Q4-2019 reported net income included a reinsurance adjustment of $25 million (pre-tax and after-tax) in CCPB for the net impact of major reinsurance claims from Japanese typhoons incurred after the announced wind-down of the reinsurance business.

 

 (3)

Certain assets under management that are also administered by the bank are included in assets under administration.

 Adjusted results in this table are non-GAAP amounts or non-GAAP measures. Please refer to the Non-GAAP Measures section.

 

BMO Financial Group Fourth Quarter Report 2020 20


Table of Contents

Q4 2020 vs.

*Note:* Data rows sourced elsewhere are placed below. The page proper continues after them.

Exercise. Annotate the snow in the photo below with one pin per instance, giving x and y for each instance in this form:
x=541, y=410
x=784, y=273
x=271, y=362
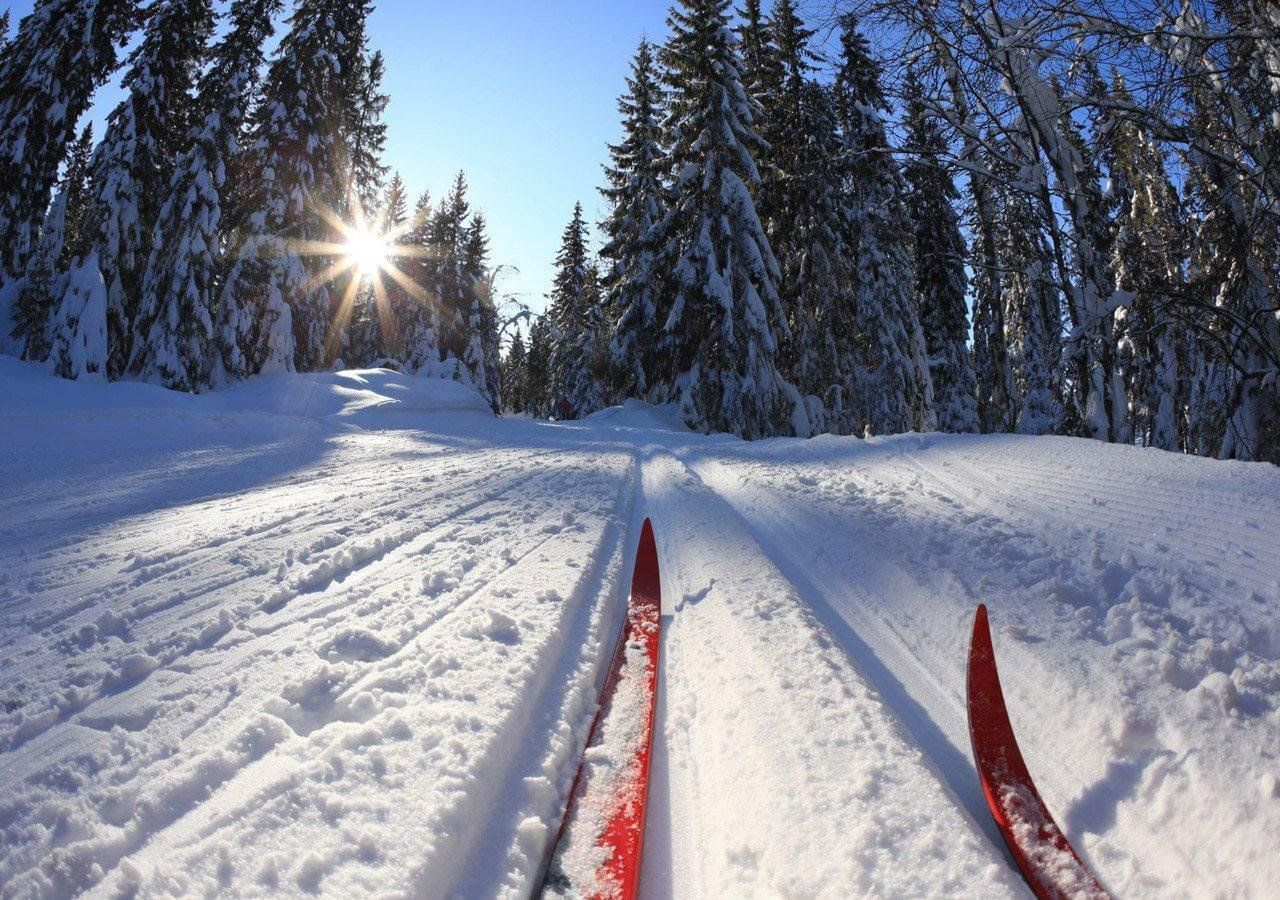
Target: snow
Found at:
x=343, y=634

Q4 2019

BMO Wealth Management reported net income was $320 million, an increase of $54 million or 20% from the prior year, and adjusted net income was $328 million, an increase of $28 million or 9%. Adjusted net income excludes the net impact of major reinsurance claims incurred in the prior year after the announced wind-down of the reinsurance business and the amortization of acquisition-related intangible assets in both years. Traditional Wealth reported net income was $253 million, an increase of $17 million or 7%, and adjusted net income was $261 million, an increase of $16 million or 6%, with higher revenue partially offset by higher expenses. Insurance net income was $67 million, an increase of $37 million on a reported basis and $12 million on an adjusted basis, primarily due to the impact of unfavourable market movements in the prior year and a favourable impact from the annual actuarial assumption changes relative to the prior year.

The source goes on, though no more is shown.